26 Agustus 2016 15:38:09
Ditulis oleh Admin

Sejarah Desa Sembungrejo

Dahulu desa ini bernama “Banguran” karena hanya ada satu pedukuhan, konon ceritanya apabilla ada orang yang berbuat kejahatan dan melanggar aturan atau pantangan maka akan kewaguran atau ketahuan dan tertangkap. Oleh karena itu sesepuh dukuh menamakan dengan dukuh “Banguran”. Pada waktu itu dukuh Banguran dipimpin oleh Niti Semito. Ketika Niti Semito memimpin dukuh masa itu, ada sekelompok orang yang masuk ke dukuh “Sepat rojo” dan menempati bagian selatan sungai bengawan solo persis di daerah perbatasan antara dukuh banguran dan dukuh Sepat rojo kemudian kelompok tersebut menyebut wilayah yang ditempatinya dengan nama dukuh “Ngeblek” dan mayoritas mata pencaharian warga dukuh Ngablek adalah mencuri, merampok atau begal. Diceritakan keistimewan dukuh ini ternyata terdapat bermacam-macam jenis “gong” (alat gamelan) dan “gong” ini merupakan barang pusaka karena yang memiliki adalah seekor buaya bernama “Kliwon”.

Konon ceritanya ada seorang warga dukuh ngeblek yang berhasil mencuri pemukul “gong” tetapi diketahui oleh sang buaya kliwon, maka marahlah buaya itu sampai manimbulkan banjir bandang yang menenggelamkan dukuh ngeblek yang lama kelamaan terkikis air bengawan solo dan akhirnya dukuh tersebut hilang. Akibat banjir yang menghilangkan dukuh ngeblek itu memaksa penduduknya pindah ke utara tangkis dan bermaksud untuk bergabung dengan penduduk Sepat Rojo, Akan tetapi ditolak dan diusir, dengan alasan karena mereka adalah pencuri dan perampok. Karena bingung banyak warga ngeblek yang tinggal dibawah pohon-pohon dipemakaman yang merupakan batas desa yaitu desa Sepat rojo dan Banguran. Untuk mencarikan tempat yang aman bagi warganya maka pimpinan dukuh ngeblek pergi ke dukuh banguran menemui Niti Semito dengan tujuan untuk bergabung menjadi warga Banguran. Karena iba Niti Semito menerima mereka dengan syarat tidak boleh mencuri dan merampok lagi. Kemudina mereka ditempakan di sebelah utara dukuh Banguran.

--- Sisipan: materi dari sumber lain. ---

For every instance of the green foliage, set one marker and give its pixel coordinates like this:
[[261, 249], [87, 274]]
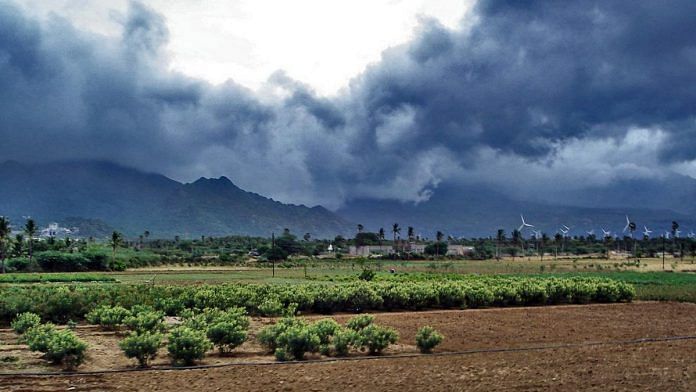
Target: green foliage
[[64, 347], [37, 337], [141, 346], [360, 322], [268, 337], [427, 338], [187, 345], [24, 321], [325, 329], [108, 317], [366, 275], [271, 307], [297, 340], [226, 335], [145, 321], [60, 303], [342, 340], [376, 338]]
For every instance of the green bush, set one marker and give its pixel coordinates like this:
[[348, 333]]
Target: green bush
[[108, 317], [24, 321], [360, 322], [298, 340], [342, 340], [427, 338], [366, 275], [187, 345], [271, 307], [64, 347], [141, 346], [38, 336], [148, 321], [376, 338], [268, 337], [227, 335]]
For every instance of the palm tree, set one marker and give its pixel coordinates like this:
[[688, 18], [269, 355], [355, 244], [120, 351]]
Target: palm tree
[[30, 231], [395, 230], [4, 238], [116, 239]]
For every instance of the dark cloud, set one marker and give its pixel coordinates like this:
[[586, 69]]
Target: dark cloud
[[526, 88]]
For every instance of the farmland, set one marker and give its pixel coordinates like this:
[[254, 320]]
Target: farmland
[[538, 347], [487, 310]]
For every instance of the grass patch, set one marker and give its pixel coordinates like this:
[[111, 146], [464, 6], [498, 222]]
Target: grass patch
[[71, 277]]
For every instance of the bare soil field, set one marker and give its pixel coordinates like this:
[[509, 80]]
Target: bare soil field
[[529, 349]]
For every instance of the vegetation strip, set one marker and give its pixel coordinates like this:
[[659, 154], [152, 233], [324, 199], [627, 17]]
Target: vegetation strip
[[61, 303], [360, 358]]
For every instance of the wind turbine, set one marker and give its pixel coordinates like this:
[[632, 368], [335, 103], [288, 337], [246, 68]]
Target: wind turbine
[[524, 224], [646, 232], [630, 226]]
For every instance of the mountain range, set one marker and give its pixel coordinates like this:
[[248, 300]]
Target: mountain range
[[98, 197], [133, 201]]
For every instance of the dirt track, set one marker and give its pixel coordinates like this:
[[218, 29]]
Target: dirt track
[[665, 365]]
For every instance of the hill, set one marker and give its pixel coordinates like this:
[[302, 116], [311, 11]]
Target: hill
[[133, 201]]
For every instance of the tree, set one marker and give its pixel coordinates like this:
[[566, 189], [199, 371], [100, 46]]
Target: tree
[[116, 239], [4, 239], [30, 231]]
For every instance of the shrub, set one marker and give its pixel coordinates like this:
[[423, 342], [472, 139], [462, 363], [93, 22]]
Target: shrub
[[376, 338], [148, 321], [360, 322], [186, 345], [271, 307], [366, 275], [65, 347], [268, 337], [325, 329], [108, 317], [342, 340], [427, 338], [37, 337], [227, 335], [24, 321], [298, 340], [142, 346]]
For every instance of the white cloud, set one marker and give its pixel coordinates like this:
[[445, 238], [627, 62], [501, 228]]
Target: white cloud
[[322, 43]]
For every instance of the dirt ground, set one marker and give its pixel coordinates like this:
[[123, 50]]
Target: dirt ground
[[665, 365]]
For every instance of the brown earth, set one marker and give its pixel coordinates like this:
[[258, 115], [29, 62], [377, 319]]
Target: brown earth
[[612, 365]]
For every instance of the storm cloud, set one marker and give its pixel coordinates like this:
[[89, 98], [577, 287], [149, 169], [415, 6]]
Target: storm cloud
[[523, 94]]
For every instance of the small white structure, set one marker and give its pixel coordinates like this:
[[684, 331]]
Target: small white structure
[[55, 231]]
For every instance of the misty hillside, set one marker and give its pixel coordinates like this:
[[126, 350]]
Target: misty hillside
[[480, 211], [134, 201]]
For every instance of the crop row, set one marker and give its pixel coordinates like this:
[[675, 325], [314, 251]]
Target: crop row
[[60, 303]]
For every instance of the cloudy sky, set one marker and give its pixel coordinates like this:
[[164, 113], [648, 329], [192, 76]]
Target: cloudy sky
[[321, 102]]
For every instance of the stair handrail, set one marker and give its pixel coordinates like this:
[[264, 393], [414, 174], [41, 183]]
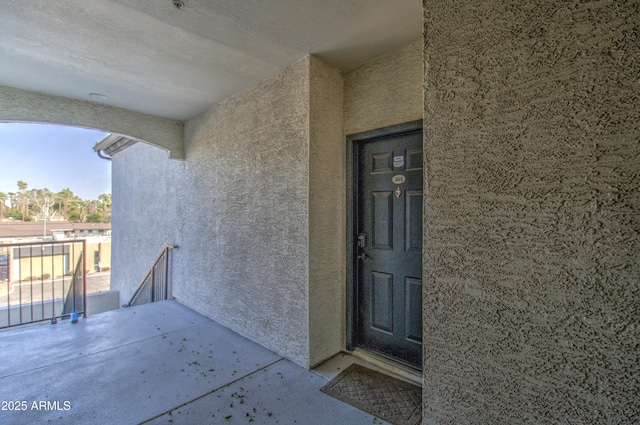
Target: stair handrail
[[163, 252]]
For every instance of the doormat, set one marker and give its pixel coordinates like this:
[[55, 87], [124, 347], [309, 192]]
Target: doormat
[[397, 402]]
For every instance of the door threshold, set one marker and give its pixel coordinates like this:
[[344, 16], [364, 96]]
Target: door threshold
[[387, 365]]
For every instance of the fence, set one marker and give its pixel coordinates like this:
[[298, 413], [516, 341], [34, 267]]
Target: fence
[[41, 281]]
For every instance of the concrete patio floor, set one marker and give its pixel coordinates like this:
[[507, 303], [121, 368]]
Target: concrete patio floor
[[159, 363]]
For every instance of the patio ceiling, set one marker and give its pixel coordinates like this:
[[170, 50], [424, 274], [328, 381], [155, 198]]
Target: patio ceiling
[[152, 57]]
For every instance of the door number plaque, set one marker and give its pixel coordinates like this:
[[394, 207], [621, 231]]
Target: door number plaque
[[399, 179]]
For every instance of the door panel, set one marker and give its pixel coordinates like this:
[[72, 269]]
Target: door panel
[[388, 272]]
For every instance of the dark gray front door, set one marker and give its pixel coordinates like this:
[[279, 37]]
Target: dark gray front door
[[388, 246]]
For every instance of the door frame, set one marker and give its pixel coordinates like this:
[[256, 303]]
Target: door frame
[[353, 143]]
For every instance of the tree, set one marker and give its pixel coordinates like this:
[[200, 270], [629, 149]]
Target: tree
[[23, 199], [63, 197], [42, 201], [3, 199], [104, 206]]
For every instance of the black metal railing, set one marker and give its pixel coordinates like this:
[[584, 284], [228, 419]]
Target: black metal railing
[[155, 285], [41, 281]]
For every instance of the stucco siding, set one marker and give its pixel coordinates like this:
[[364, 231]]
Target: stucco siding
[[326, 213], [385, 91], [146, 187], [245, 218], [531, 212]]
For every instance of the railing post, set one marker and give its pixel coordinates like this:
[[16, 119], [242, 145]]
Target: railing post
[[84, 277]]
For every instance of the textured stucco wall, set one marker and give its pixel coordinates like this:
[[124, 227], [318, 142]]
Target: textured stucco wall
[[146, 193], [25, 106], [532, 150], [244, 259], [385, 91], [326, 212]]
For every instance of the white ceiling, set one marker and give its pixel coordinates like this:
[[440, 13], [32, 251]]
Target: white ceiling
[[148, 56]]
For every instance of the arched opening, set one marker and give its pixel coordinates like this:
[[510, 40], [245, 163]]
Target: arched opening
[[54, 191]]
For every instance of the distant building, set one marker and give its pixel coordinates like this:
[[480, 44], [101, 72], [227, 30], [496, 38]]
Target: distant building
[[20, 231], [22, 261]]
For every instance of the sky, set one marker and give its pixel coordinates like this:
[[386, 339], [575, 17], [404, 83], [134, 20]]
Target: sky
[[53, 157]]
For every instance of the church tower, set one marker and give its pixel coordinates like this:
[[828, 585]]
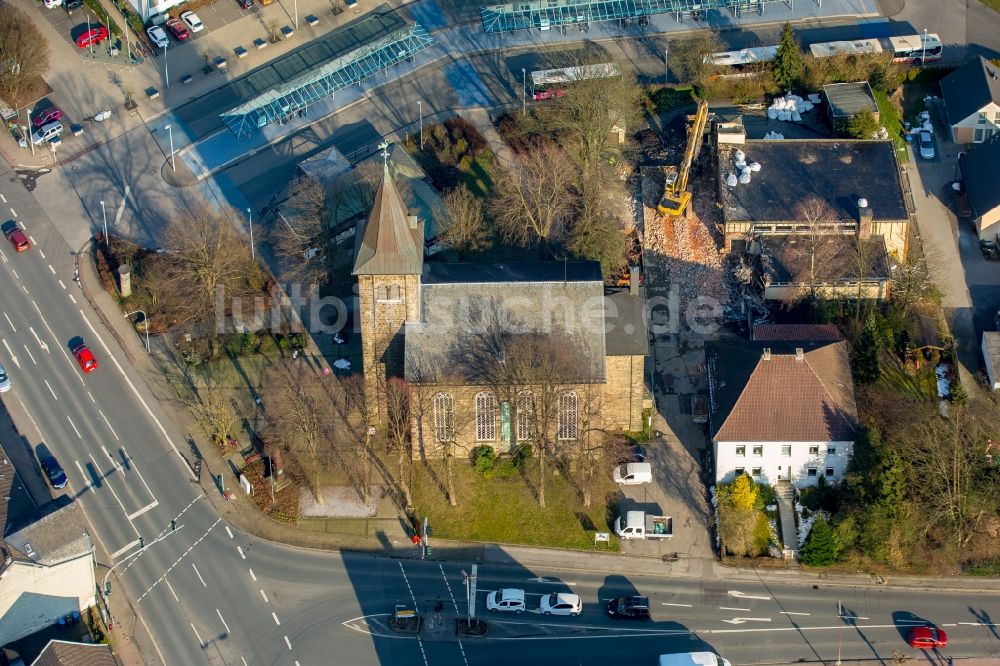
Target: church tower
[[388, 261]]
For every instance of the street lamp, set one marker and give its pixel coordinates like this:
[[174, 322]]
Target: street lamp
[[145, 324], [104, 214], [170, 133], [253, 254]]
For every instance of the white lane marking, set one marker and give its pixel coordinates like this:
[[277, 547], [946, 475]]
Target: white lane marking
[[135, 391], [740, 595], [204, 584], [151, 505], [171, 588], [201, 643], [109, 425], [11, 354], [124, 549], [106, 481]]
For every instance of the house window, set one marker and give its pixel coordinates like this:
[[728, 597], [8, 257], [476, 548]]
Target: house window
[[567, 416], [525, 412], [486, 417], [444, 417]]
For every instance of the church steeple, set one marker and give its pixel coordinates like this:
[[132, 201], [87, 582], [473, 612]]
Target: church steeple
[[392, 241]]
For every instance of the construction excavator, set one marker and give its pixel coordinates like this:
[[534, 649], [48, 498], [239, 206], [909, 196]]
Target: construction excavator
[[675, 194]]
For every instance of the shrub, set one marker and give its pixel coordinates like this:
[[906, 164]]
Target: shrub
[[483, 458]]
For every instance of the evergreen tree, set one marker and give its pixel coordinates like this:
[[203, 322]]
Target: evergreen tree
[[819, 550], [787, 62]]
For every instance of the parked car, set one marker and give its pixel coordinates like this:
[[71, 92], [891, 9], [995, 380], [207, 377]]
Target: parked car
[[94, 36], [54, 472], [4, 380], [178, 29], [46, 116], [633, 474], [927, 638], [157, 35], [46, 133], [85, 358], [508, 599], [560, 603], [634, 608], [926, 140], [192, 21]]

Pendukuhan yang baru ditempati warga Ngeblek akhirnya diberi nama dukuh “Sepat Galeh” yang artinya warga desa Sepat rojo yang ngaleh (pindah).

Seiring dengan perubahan zaman, warga meminta agar pedukuhan tersebut digabung menjadi satu desa yang kemudian diberi nama dengan desa “Sembungrejo”. Warga juga meminta supaya diadakan pemilihan kepala desa dan terpilihlah Niti Semito sebagai kepala desa pertama yang menjabat mulai tahun 1900—1944 dengan kondisi desa yang masih miskin, dan masyarakatnya banyak yang menderita, beliau meninggal pada tahun 1945 dan digantikan Bpk. Kusno yang menjabat mulai tahun 1945—1954. Akan tetapi kehidupan dan kemajuan tidak banyak perubahan. Pada tahun 1945—1987 desa Sembungrejo dipimpin oleh Bpk. Cokro Mujayin. Pada masa pemerintahan Cokro Mujayin desa Sembungrejo sedikit demi sedikit mulai bangkit, banyak kemajuan dan perubahan terutama dalam bidang pertanian, pembangunan jalan, tempat ibadah, balai desa, dan sekolahan.